Debt instruments are subsequently carried at amortised cost, using the effective interest rate method.

Trade creditors are obligations to pay for goods or services that have been acquired in the ordinary course of business from suppliers. Amounts payable are classified as current liabilities if payment is due within one year or less. If not, they are presented as non-current liabilities. Trade creditors are recognised initially at transaction price and subsequently measured at amortised cost using the effective interest method.

Equity instruments
Equity instruments issued by the Company are recorded at the fair value of cash or other resources received or receivable, net of direct issue costs. If payment is deferred and the time value of money is material, the initial measurement is on a present value basis. Dividends payable on equity instruments are recognised as liabilities once they are no longer at the discretion of the Company.

Ordinary share capital

The ordinary share capital of the Company is presented as equity.

Dividends

Equity dividends are recognised when they become legally payable. Interim equity dividends are recognised when paid. Final equity dividends are recognised when approved by the shareholders at an annual general meeting.

2. Employees

2023 2022
Number Number
Monthly average number of persons employed by the Company during the year, including the director 2 2

3. Intangible assets

Other intangible assets Total
£ £
Cost
At 01 November 2022 4,167 4,167
At 31 October 2023 4,167 4,167
Accumulated amortisation
At 01 November 2022 0 0
At 31 October 2023 0 0
Net book value
At 31 October 2023 4,167 4,167
At 31 October 2022 4,167 4,167

4. Tangible assets

Land and buildings Plant and machinery etc.
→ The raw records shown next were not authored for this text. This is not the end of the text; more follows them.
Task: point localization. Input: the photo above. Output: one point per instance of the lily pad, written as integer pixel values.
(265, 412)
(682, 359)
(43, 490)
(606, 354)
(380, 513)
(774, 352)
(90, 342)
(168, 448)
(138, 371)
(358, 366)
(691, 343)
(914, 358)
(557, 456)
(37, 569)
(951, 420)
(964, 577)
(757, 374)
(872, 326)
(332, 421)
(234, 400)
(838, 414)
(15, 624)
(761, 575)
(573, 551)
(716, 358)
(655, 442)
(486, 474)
Total
£ £ £
Cost
At 01 November 2022 0 0 0
Additions 11,811 350 12,161
At 31 October 2023 11,811 350 12,161
Accumulated depreciation
At 01 November 2022 0 0 0
Charge for the financial year 98 11 109
At 31 October 2023 98 11 109
Net book value
At 31 October 2023 11,713 339 12,052
At 31 October 2022 0 0 0

5. Debtors

2023 2022
£ £
Trade debtors 20,553 24,641
Other debtors 7,257 81,333
27,810 105,974

6. Creditors: amounts falling due within one year

2023 2022
£ £
Corporation tax 14,806 18,212
Other taxation and social security 9,197 4,221
Other creditors 8,791 5,429
32,794 27,862

7. Related party transactions

Transactions with the entity's director

2023 2022
£ £
Dividends paid 116,000 76,000
Amounts advanced and due to the Company at the balance sheet date 7,257 81,333

Advances

An advance was made to the director in the form of a director's loan. There are no formal terms or conditions associated with the loan, however interest is charged at HMRC's official rate for beneficial loans where the balance due exceeds £10,000. This ranged between 2% and 2.25% over the current reporting period. The balance outstanding at year end will be repaid within nine months of the balance sheet date, and as such is considered as due within one year.

The opening balance of the loan was £81,333, further advances totaled £41,410, interest of £514 was charged, and amounts repaid totaled £116,000. This left a closing balance of £7,257 advanced to the director at the balance sheet date.